Tactile Active Inference Reinforcement Learning for Efficient Robotic Manipulation Skill Acquisition
This work addresses the challenge of applying robotic manipulation in diverse real-world scenarios by improving training efficiency, though it appears incremental as it builds on existing reinforcement learning and active inference methods.
The paper tackles the problem of inefficient training in robotic manipulation by proposing Tactile Active Inference Reinforcement Learning (Tactile-AIRL), which achieves high training efficiency in simulation for non-prehensile pushing tasks, surpassing the SAC baseline with few interaction episodes, and demonstrates rapid learning in physical gripper screwing experiments.

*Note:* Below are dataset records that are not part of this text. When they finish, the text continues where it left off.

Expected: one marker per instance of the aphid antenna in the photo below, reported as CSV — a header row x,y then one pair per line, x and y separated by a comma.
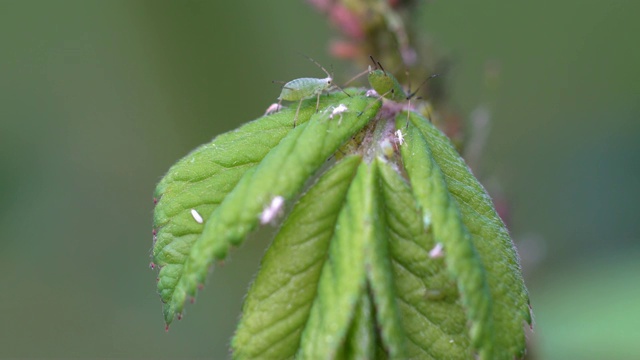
x,y
355,77
378,99
320,66
424,82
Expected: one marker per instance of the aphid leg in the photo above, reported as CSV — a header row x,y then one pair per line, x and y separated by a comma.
x,y
355,77
295,119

Robotic manipulation holds the potential to replace humans in the execution of tedious or dangerous tasks. However, control-based approaches are not suitable due to the difficulty of formally describing open-world manipulation in reality, and the inefficiency of existing learning methods. Thus, applying manipulation in a wide range of scenarios presents significant challenges. In this study, we propose a novel method for skill learning in robotic manipulation called Tactile Active Inference Reinforcement Learning (Tactile-AIRL), aimed at achieving efficient training. To enhance the performance of reinforcement learning (RL), we introduce active inference, which integrates model-based techniques and intrinsic curiosity into the RL process. This integration improves the algorithm's training efficiency and adaptability to sparse rewards. Additionally, we utilize a vision-based tactile sensor to provide detailed perception for manipulation tasks. Finally, we employ a model-based approach to imagine and plan appropriate actions through free energy minimization. Simulation results demonstrate that our method achieves significantly high training efficiency in non-prehensile objects pushing tasks. It enables agents to excel in both dense and sparse reward tasks with just a few interaction episodes, surpassing the SAC baseline. Furthermore, we conduct physical experiments on a gripper screwing task using our method, which showcases the algorithm's rapid learning capability and its potential for practical applications.